Nonetheless, I want you to understand that the government is acting in your best interest. We will not stand by and watch while our people perish needlessly because we are a responsible government.

The location you have been occupying is perched over a high-pressure oil pipeline, which puts your life in grave risk. We don’t want what happened at Jesse in Delta State, which many of you are aware of, to occur here. Forty-two property lots have already been purchased by the government for the new location. To further enlarge it, another 42 will be purchased. The government owns the new location. It isn’t community land anymore. So, no lads from the community will go there and harass you.

We are all the owners of Bayelsa. Our goal is to make your company atmosphere more safe and conducive, not to discriminate against anyone.

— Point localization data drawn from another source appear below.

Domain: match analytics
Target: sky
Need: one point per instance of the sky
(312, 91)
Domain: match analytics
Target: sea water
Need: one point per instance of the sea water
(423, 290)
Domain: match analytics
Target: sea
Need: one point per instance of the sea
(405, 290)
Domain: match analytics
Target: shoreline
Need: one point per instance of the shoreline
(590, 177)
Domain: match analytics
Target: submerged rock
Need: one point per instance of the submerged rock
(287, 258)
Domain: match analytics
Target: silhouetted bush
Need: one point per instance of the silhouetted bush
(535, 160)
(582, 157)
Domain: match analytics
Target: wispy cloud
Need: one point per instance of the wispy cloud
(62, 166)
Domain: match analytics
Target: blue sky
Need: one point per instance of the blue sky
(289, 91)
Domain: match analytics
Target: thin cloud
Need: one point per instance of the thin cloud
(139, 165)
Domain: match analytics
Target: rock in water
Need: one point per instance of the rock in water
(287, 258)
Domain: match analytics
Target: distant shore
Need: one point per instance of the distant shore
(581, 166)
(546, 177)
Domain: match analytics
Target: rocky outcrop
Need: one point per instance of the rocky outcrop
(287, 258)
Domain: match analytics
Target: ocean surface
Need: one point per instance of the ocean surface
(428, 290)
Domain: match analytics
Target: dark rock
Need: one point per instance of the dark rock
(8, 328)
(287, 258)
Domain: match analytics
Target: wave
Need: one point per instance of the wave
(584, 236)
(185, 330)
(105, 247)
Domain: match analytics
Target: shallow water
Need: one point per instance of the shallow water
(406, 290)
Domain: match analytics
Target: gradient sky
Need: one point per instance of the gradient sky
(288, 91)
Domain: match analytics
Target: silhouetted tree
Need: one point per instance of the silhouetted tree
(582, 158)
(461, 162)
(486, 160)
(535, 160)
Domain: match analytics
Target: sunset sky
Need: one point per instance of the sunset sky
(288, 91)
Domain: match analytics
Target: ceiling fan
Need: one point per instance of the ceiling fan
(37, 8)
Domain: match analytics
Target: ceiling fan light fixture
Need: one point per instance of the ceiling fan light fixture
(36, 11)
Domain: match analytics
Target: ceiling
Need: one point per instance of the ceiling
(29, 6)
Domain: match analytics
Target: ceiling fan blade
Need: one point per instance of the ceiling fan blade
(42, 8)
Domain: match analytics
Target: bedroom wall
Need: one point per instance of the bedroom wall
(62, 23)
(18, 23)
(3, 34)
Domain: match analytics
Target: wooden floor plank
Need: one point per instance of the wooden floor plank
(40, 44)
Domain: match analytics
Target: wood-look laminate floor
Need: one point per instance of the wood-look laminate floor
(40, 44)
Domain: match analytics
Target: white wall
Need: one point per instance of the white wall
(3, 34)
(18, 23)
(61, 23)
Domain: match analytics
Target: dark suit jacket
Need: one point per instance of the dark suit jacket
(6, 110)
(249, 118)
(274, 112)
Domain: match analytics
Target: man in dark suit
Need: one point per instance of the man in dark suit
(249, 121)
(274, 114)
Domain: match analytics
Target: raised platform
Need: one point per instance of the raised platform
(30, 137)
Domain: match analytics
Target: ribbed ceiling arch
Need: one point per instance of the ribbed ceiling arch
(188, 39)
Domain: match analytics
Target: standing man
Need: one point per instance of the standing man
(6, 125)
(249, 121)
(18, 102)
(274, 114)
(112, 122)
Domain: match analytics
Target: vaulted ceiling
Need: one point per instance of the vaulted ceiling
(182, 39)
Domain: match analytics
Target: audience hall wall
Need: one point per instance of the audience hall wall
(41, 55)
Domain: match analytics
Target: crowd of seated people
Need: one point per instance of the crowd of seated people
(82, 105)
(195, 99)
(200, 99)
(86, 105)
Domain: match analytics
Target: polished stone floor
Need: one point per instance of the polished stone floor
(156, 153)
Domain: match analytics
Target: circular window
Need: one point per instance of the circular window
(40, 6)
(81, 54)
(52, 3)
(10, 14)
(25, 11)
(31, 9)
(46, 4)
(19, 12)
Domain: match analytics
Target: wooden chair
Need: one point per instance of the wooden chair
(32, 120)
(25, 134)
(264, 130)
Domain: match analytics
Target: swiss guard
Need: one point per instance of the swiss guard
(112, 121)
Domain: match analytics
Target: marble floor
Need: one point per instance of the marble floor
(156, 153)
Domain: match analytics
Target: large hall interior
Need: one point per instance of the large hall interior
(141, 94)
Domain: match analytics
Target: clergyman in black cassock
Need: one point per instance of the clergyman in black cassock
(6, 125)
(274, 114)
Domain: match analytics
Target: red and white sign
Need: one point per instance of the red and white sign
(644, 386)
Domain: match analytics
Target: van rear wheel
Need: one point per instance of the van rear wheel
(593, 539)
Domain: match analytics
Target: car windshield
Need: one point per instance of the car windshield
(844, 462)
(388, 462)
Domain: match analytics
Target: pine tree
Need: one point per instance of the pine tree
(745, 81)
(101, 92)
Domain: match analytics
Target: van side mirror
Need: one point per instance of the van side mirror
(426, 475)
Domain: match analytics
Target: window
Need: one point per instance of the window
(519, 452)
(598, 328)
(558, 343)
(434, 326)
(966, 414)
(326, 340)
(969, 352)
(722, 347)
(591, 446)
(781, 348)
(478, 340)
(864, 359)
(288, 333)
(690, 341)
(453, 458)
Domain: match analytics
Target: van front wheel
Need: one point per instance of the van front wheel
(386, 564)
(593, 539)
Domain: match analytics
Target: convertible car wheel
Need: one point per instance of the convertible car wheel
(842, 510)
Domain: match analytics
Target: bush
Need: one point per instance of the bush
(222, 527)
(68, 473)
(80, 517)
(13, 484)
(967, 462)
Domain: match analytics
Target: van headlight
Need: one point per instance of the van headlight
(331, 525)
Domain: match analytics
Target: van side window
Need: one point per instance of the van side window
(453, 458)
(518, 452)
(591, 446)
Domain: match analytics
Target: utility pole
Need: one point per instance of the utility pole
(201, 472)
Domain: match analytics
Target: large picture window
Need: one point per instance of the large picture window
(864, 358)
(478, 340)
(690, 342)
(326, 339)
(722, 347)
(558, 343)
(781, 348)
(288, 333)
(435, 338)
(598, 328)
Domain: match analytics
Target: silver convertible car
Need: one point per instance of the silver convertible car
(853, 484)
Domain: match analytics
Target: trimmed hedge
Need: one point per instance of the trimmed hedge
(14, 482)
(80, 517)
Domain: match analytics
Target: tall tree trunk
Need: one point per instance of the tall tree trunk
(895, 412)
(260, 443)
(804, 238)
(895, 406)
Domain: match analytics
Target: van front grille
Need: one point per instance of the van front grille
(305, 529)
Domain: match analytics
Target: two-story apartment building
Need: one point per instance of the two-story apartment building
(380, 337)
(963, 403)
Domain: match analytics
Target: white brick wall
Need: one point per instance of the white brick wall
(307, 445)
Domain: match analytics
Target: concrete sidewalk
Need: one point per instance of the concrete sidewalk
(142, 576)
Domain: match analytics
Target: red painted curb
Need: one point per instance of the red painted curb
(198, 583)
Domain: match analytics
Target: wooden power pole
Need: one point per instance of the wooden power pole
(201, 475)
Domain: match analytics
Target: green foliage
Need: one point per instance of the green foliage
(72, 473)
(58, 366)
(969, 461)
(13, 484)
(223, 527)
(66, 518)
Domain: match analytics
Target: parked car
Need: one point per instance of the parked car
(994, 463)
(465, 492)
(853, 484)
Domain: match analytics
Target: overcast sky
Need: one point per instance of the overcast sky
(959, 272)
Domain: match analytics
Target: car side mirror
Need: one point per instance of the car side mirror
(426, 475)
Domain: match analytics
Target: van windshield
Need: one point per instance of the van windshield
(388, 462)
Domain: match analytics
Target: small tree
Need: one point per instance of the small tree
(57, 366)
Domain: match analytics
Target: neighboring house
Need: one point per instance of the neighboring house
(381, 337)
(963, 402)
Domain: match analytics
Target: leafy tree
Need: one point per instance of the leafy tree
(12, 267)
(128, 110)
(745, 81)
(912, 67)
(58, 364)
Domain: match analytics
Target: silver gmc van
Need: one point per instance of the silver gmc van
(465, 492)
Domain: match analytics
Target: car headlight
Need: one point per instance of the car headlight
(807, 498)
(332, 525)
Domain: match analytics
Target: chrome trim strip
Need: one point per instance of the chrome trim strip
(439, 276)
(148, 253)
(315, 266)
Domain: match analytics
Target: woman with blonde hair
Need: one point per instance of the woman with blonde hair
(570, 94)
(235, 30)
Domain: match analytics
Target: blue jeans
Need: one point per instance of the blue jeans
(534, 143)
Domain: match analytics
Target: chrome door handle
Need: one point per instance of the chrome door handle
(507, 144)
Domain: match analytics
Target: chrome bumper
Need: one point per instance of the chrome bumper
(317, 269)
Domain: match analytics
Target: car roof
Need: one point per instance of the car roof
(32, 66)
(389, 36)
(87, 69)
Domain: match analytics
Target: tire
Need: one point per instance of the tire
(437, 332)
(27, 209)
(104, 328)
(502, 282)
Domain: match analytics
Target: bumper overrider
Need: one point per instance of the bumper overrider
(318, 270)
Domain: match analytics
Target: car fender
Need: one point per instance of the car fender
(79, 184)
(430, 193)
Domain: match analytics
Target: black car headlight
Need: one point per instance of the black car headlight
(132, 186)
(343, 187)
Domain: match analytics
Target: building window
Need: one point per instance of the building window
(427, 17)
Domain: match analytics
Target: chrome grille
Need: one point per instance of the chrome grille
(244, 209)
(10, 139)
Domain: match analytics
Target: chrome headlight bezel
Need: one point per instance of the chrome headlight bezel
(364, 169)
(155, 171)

We have it on our ROW—Shell

The Shell Petroleum Development Company of Nigeria Limited, SPDC, as operator of the NNPCL/SPDC/TotalEnergies/NAOC Joint Venture (the JV), continues to engage relevant regulatory authorities to highlight safety concerns of trespass on the JV’s Right of Way, according to an SPDC spokesperson in response to NDV.

“In order to both discourage and address this issue, SPDC continues to collaborate with such regulatory agencies, who are mandated by law to prevent illegal occupation. Despite Right of Way signage designating boundaries, SPDC is nonetheless worried about the safety of anyone who trespass on the JV’s Right of Way.